There was, in the near future, Wallingford informed Mary, only one day and night when he would not be available for a field assignment or to anchor the evening news. He was attending a Monday Night Football game in Green Bay, Wisconsin, on November 1, 1999—no matter what.

Someone (probably Mary) leaked it to ABC Sports that Patrick Wallingford would be at the game that night, and ABC immediately asked the lion guy to stop by the booth during the telecast. (Why say no to a two-minute appearance before how many million viewers? Mary would say to Patrick.) Maybe disaster man could even call a play or two. Did Wallingford know, someone from ABC asked, that his hand-eating episode had sold almost as many videos as the annual NFL highlights film?

Yes, Wallingford knew. He respectfully declined the offer to visit the ABC commentators. As he put it, he was attending the game with “a special friend”; he didn’t use Doris’s name. This might mean that a TV camera would be on him during the game, but so what? Patrick didn’t mind waving once or twice, just to show them what they wanted to see—the no-hand, or what Mrs. Clausen called his fourth hand. Even the sports hacks wanted to see it.

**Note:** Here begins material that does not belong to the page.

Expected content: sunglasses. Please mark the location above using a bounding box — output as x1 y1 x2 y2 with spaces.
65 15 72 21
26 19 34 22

That may have been why Wallingford got a more enthusiastic response to his letters of inquiry to public-television stations than he received from public radio or the Big Ten journalism schools. All the PBS affiliates were interested in him. In general, Patrick was heartened by the collective response; he would have a job to go to, possibly even an interesting one.

Naturally he breathed not a word of this to Mary, while he tried to anticipate what field assignments she might offer him. A war wouldn’t have surprised him; an E. coli bacteria outbreak would have suited Mary’s mood. Wallingford longed to learn why Mrs. Clausen insisted on waiting to see him until a Monday Night Football game in Green Bay. He phoned her on Saturday night, October 30, although he knew he would see her the coming Monday, but Doris remained noncommittal on the subject of the game’s curious importance to her. “I just get anxious when the Packers are favored,” was all she said. Wallingford went to bed fairly early that Saturday night. Vito called once, around midnight, but Patrick quickly fell back to sleep. When the phone rang on Sunday morning—it was still dark outside—Wallingford assumed it was Vito again; he almost didn’t answer. But it was Mary Shanahan, and she was all business.

“I’ll give you a choice,” she told him, without bothering to say hello or so much as his name. “You can cover the scene at Kennedy, or we’ll get you a plane to Boston and a helicopter will take you to Otis Air Force Base.”